Heart rate and vascular pressures (mean arterial blood pressure (MAP), mean pulmonary arterial pressure (MPAP), central venous and portal vein pressures, respectively) were continuously monitored with a Powerlab® monitor (ADInstruments, Hastings, East Sussex, UK) and the data stored in a personal computer. CO was measured with an Oximetrix CO monitor (Abbot Critical Care Systems, Chicago, IL) every 30 min. The mean value of three injections of 5% glucose at room temperature with <10% variation between values was used. Hepatic artery flow (HAF), portal vein flow (PVF), and SMA flow (SMAF) were displayed continuously and the values recorded every 30 min, together with rectal temperature and pulmonary artery occlusion pressure (PAOP). Derived hemodynamic variables were calculated as follows: systemic vascular resistance (SVR) = (MAP − central venous pressure) × CO−1 × 80; pulmonary vascular resistance = (MPAP − PAOP) × CO−1 × 80; gut vascular resistance = (MAP − portal vein pressure) × PVF−1 × 80. Regional flow ratios were calculated as percentage of CO and the transpulmonary gradient as MPAP − PAOP.
Blood Gas, Lactate Concentration, and Hematological Analysis
Arterial, portal vein, and hepatic vein lactate concentrations were measured using an enzymatic colorimetric method (LOX-PAP, Miniphotometer plus LP20; Dr. Lange GmbH, Berlin, Germany) every 60 min. Results are given in mmol/L. Arterial, portal, hepatic vein, and mixed venous blood gases were analyzed every 60 min on an ABL 505 analyzer (Radiometer Medical A/S, Copenhagen, Denmark) at 37°C. Hemoglobin concentration and oxygen saturations were measured with an OSM3 hemoxymeter (Radiometer Medical A/S) with factory-installed correction for the swine hemoglobin absorption characteristics. Blood oxygen content was calculated using standard formulae. Systemic oxygen economy was calculated as: oxygen consumption = (CaO2 − CO2) × CO; oxygen delivery = CO × CaO2; and oxygen extraction ratio = (CaO2 − CO2) × CaO2−1 × 100, where CaO2 and CO2 are arterial and mixed venous oxygen contents. Gut and hepatic oxygen balances were calculated in the same manner, i.e., based on the Fick principle, from the respective flows and oxygen contents. Leukocyte and platelet counts were analyzed by standard laboratory methods. Gut lactate production was calculated as ([arterial lactate-portal vein lactate] × PVF) and hepatic lactate uptake as ([portal vein lactate × PVF] + [arterial lactate × HAF]) − ([HAF+PVF] × hepatic vein lactate), where decreasing values denote a decrease in hepatic extraction.

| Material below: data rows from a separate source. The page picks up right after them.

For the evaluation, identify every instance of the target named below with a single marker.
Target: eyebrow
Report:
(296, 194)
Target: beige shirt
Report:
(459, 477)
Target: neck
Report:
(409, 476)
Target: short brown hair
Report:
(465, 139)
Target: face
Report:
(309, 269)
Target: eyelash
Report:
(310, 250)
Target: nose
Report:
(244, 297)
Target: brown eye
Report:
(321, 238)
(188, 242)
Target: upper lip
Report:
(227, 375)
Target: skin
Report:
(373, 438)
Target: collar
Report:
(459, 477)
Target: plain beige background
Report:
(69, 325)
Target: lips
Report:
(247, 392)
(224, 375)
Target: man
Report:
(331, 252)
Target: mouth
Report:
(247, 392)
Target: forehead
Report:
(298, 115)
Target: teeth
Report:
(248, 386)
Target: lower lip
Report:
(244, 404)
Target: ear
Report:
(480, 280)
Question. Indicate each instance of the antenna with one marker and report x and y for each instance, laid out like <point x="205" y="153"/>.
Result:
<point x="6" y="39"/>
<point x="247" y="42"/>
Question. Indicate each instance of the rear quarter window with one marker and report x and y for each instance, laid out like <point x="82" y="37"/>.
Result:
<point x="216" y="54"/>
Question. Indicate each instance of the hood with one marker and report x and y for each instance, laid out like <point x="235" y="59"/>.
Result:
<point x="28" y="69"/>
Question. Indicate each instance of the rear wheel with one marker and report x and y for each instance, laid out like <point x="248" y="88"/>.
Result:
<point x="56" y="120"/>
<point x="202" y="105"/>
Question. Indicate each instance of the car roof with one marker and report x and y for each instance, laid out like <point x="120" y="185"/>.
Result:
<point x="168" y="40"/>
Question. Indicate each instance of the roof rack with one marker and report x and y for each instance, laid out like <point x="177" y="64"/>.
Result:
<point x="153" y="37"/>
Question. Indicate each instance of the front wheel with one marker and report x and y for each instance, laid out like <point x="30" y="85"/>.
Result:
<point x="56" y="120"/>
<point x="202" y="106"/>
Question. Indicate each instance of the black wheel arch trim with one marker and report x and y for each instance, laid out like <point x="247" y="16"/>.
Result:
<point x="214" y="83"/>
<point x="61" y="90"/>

Preparation of Levosimendan
Immediately before each experiment and according to the manufacturer’s instructions, levosimendan dry powder was dissolved in alcohol and diluted in a bicarbonate buffer vehicle solution to a concentration of 133 μg/mL, as described previously.14
To compensate for fluid losses during surgery and for capillary leakage because of endotoxin infusion, the animals received intravascular fluid administration with 30 mL/kg of dextran 70 (Macrodex® 60 mg/mL in NaCl; Pharmalink, Väsby, Sweden) before baseline measurements. A continuous infusion of Ringer’s acetate solution and 5% glucose (10 mL · kg−1 · h−1) was begun at the start of anesthesia and continued throughout the experiment. The PAOP was kept between 6 and 9 mm Hg. After surgery and stabilization, the animals were randomized to either control or levosimendan groups. Baseline data (t = 0 min) were collected 1 h after surgery. In both groups, an infusion of endotoxin (Lipopolysaccharide B E. coli, 0111: B4; Difco Laboratories, Detroit, MI) was started immediately after baseline measurements and continued until the end of the experiment (300 min). At 100 min, either an infusion of levosimendan (50 μg · kg−1 · h−1) or, in the control group, an infusion of the equivalent amount of vehicle solution was started and kept unchanged for the remaining 200 min.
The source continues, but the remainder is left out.